Aliados e adversários políticos repudiaram os cartazes e defenderam a identificação dos responsáveis.
A circulação de cartazes apócrifos contra a governadora e candidata à reeleição Raquel Lyra (PSD) provocou, nesse domingo (30), manifestações de solidariedade de candidatos e lideranças políticas de diferentes grupos em Pernambuco.
Pelo menos três peças foram afixadas em locais públicos do Recife e compartilhadas nas redes sociais. Parte do material apresentava acusações relacionadas à morte do marido da governadora, Fernando Lucena, que sofreu um infarto no dia do primeiro turno das eleições de 2022.
O candidato ao Senado Túlio Gadêlha (PSD), integrante da chapa de Raquel, manifestou apoio à governadora durante uma atividade de campanha em Palmares.
“Eu gostaria de me solidarizar a você, Raquel. Você vai além disso, é um exemplo para Pernambuco”, declarou.
Eduardo da Fonte (PP), também candidato ao Senado na chapa governista, divulgou um vídeo no qual classificou o episódio como absurdo e irresponsável.

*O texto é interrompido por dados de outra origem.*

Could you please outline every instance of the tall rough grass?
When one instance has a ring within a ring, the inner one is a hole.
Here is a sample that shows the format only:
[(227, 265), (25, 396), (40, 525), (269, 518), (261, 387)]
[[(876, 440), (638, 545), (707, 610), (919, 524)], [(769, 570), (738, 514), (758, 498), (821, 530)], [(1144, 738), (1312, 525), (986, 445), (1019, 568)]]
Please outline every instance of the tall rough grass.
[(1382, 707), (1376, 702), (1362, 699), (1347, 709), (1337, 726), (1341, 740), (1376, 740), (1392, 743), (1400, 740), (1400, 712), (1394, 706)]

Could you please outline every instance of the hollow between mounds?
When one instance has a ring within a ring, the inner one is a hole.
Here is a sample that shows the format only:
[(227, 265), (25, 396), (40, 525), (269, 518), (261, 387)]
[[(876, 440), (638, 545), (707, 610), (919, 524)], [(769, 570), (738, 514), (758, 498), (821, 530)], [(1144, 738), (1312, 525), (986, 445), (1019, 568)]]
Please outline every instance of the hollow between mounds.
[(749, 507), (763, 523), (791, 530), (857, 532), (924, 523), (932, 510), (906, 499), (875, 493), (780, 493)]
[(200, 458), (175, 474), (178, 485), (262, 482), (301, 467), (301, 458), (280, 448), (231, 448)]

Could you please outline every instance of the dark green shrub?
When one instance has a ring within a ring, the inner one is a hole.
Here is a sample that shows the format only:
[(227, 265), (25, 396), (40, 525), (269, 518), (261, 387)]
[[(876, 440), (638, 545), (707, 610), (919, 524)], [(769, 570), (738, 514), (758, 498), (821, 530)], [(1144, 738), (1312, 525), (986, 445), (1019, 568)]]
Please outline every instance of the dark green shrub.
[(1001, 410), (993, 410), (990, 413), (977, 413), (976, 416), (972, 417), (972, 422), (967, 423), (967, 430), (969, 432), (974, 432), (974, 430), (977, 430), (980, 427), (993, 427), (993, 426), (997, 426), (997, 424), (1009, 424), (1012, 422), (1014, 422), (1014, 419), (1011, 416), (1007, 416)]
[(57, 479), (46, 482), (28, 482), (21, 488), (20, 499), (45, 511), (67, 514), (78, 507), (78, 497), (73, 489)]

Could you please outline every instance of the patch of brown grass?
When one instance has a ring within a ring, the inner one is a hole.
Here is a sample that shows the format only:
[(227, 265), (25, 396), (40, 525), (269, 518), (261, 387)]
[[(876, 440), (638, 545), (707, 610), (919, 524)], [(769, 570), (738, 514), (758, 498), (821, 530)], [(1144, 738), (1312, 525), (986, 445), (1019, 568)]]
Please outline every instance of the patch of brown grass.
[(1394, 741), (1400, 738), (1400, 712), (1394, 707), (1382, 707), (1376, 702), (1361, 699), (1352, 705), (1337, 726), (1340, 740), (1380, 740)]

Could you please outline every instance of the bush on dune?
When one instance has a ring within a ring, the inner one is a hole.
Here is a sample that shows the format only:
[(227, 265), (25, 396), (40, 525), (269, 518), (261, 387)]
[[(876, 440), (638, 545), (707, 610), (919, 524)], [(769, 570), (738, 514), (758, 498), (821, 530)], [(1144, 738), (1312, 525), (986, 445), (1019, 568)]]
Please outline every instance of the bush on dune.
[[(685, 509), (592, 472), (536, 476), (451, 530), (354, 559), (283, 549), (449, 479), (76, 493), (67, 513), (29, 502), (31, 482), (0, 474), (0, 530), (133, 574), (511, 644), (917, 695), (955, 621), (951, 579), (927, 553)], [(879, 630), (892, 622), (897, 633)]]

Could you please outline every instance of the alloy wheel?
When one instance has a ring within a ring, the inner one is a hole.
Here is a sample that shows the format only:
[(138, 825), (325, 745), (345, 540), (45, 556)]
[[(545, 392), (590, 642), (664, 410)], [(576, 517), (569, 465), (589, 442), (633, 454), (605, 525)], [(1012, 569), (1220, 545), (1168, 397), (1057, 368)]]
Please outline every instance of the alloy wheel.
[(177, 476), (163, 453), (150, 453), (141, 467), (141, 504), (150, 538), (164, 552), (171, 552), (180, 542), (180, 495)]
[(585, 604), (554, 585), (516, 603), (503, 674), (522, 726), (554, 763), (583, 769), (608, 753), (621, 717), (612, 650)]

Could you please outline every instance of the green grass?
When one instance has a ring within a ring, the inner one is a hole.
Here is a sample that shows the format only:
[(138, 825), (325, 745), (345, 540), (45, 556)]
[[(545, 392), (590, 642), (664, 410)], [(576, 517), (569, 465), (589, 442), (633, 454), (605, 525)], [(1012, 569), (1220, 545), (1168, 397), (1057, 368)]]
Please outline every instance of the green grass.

“Passaram de todos os limites para ferir a honra, o sentimento e a história dela, e nós, como pernambucanos, não podemos admitir isso”, afirmou.
O senador e candidato à reeleição Humberto Costa (PT), integrante da chapa de João Campos (PSB), definiu o episódio como um “ataque vil e desumano” e criticou a utilização do anonimato para disseminar acusações.
“Não podemos normalizar que o ambiente propositivo deste período seja substituído por ataques à honra, mentiras e discursos de ódio”, escreveu.
A senadora Teresa Leitão (PT) também se manifestou. Ela considerou inadmissível que a campanha eleitoral seja marcada por ataques e informações falsas e defendeu a apuração do caso.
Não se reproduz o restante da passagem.